Introduction: Drug-induced rhinitis is a form of non-allergic rhinitis associated with prolonged use of nasal vasoconstrictors. The objective of this study is to assess the prevalence of use of nasal vasoconstrictors in a sample of students of different undergraduate programs and compare them with undergraduate students of medicine and other academic courses of the Lutheran University of Brazil (ULBRA), Canoas. Methods: Cross-sectional study carried out in the first half of 2012. The association between variables was evaluated using the chi-square test or Fisher exact test. The level of significance was set at 5% (p <0.05) and the analyses were performed using SPSS version 18.0. Results: The sample was composed of 405 students. The period of use in the groups was less than three days (approximately 43%).
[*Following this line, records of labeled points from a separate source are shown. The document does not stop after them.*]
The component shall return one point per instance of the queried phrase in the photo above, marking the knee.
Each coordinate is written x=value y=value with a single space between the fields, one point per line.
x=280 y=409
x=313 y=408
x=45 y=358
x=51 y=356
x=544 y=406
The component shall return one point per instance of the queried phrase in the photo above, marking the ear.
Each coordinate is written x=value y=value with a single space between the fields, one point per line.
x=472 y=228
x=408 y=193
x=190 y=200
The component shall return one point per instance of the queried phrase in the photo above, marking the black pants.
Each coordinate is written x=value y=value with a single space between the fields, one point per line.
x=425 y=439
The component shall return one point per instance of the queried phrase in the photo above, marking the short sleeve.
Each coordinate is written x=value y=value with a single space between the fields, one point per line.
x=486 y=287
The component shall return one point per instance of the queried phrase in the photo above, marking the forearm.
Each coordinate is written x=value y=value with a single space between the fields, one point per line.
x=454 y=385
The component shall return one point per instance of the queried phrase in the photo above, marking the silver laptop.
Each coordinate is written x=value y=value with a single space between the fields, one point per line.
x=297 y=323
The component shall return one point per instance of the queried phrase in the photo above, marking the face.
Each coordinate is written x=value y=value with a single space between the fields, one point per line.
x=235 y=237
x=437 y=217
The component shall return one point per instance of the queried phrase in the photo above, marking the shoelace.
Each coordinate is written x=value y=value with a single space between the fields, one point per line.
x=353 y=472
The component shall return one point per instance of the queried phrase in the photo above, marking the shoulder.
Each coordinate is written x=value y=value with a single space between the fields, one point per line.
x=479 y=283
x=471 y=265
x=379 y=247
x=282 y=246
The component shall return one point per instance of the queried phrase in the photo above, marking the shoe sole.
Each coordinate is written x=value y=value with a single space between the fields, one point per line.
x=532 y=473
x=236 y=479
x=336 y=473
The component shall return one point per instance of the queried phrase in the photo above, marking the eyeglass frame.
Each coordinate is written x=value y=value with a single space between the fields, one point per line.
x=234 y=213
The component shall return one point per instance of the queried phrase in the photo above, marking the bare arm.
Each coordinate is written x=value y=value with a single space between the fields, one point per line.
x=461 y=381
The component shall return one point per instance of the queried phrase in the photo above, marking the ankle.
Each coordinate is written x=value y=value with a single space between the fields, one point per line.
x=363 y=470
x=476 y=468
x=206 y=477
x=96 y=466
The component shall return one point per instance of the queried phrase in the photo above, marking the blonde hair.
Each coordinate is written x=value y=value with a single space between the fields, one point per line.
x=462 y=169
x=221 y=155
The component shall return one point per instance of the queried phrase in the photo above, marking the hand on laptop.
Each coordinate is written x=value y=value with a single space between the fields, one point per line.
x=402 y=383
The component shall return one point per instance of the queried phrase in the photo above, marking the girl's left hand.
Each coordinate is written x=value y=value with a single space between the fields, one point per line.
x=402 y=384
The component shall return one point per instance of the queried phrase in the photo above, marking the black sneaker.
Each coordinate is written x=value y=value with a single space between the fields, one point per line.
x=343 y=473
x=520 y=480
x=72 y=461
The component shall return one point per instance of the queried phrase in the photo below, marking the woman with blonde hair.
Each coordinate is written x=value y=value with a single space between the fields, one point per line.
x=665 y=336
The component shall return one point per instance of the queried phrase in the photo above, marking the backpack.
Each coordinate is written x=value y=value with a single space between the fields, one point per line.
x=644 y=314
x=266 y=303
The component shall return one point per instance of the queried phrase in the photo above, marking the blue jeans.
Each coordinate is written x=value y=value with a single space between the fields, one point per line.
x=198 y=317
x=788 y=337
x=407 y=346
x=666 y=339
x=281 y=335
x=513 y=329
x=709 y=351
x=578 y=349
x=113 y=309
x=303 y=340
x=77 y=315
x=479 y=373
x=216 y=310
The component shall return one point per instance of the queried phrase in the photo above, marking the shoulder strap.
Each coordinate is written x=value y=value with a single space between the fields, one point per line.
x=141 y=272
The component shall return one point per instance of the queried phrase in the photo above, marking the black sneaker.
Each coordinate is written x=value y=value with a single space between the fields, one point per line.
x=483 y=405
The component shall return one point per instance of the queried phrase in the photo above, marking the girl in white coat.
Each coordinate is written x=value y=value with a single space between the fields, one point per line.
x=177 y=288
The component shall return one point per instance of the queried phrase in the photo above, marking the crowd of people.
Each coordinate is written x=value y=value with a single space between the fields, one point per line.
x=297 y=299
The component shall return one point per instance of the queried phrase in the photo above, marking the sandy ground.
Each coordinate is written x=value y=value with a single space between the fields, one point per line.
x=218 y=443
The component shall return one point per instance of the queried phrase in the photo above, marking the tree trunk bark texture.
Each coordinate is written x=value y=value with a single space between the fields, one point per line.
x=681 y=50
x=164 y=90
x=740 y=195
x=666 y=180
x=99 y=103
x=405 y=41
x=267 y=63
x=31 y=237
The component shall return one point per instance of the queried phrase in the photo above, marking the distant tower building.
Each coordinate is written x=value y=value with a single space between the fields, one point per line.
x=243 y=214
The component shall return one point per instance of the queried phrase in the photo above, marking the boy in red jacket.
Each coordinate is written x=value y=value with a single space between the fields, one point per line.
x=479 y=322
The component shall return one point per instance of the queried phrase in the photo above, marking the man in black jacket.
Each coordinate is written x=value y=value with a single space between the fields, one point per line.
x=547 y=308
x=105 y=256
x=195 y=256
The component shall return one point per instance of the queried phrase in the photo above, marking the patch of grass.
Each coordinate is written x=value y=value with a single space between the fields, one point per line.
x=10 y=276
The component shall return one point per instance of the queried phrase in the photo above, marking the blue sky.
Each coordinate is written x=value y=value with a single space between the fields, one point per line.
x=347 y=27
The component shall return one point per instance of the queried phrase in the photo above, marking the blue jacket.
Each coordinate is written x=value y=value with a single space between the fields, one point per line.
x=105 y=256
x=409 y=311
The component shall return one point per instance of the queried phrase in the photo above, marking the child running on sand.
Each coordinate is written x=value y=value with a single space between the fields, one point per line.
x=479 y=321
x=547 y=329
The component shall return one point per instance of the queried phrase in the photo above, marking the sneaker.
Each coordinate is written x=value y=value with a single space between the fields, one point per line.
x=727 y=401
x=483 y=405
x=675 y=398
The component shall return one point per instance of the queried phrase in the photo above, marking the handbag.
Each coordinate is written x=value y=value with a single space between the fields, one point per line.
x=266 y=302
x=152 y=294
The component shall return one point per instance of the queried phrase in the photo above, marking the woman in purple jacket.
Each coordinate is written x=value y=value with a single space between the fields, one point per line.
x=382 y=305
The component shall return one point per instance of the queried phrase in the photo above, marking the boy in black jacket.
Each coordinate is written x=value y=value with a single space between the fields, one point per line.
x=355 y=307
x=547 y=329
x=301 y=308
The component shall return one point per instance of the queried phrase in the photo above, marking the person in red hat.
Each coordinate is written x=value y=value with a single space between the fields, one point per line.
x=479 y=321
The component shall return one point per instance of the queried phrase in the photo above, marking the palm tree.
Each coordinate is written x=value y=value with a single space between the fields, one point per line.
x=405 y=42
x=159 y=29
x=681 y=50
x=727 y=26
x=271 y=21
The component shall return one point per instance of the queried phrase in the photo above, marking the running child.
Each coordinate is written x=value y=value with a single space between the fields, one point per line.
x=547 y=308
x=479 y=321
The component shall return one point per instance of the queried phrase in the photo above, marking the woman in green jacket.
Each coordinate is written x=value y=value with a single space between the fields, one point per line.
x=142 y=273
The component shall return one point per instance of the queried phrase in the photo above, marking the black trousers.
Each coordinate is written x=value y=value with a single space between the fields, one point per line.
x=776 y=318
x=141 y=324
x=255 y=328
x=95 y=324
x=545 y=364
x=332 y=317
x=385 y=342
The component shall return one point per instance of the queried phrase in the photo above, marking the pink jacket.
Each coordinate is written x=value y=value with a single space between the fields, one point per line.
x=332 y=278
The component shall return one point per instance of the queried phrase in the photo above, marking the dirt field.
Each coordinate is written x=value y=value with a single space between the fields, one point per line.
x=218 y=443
About 15% of students in each group used decongestant drops for more than one and less than two weeks. 10% of students used drop decongestant for up to 30 days. 4.5% (medical group) and 3% (other courses) used them for two months. 6.8% of the medical students used nasal decongestant for more than one year, compared to 5.5% in the group of other courses. Conclusion: The difference between the prevalence of nasal vasoconstrictors in students of medicine and in other academic courses was not significant. However, the prevalence of nasal vasoconstrictors in all groups was high, which shows the need for greater awareness about the risks of using such medications.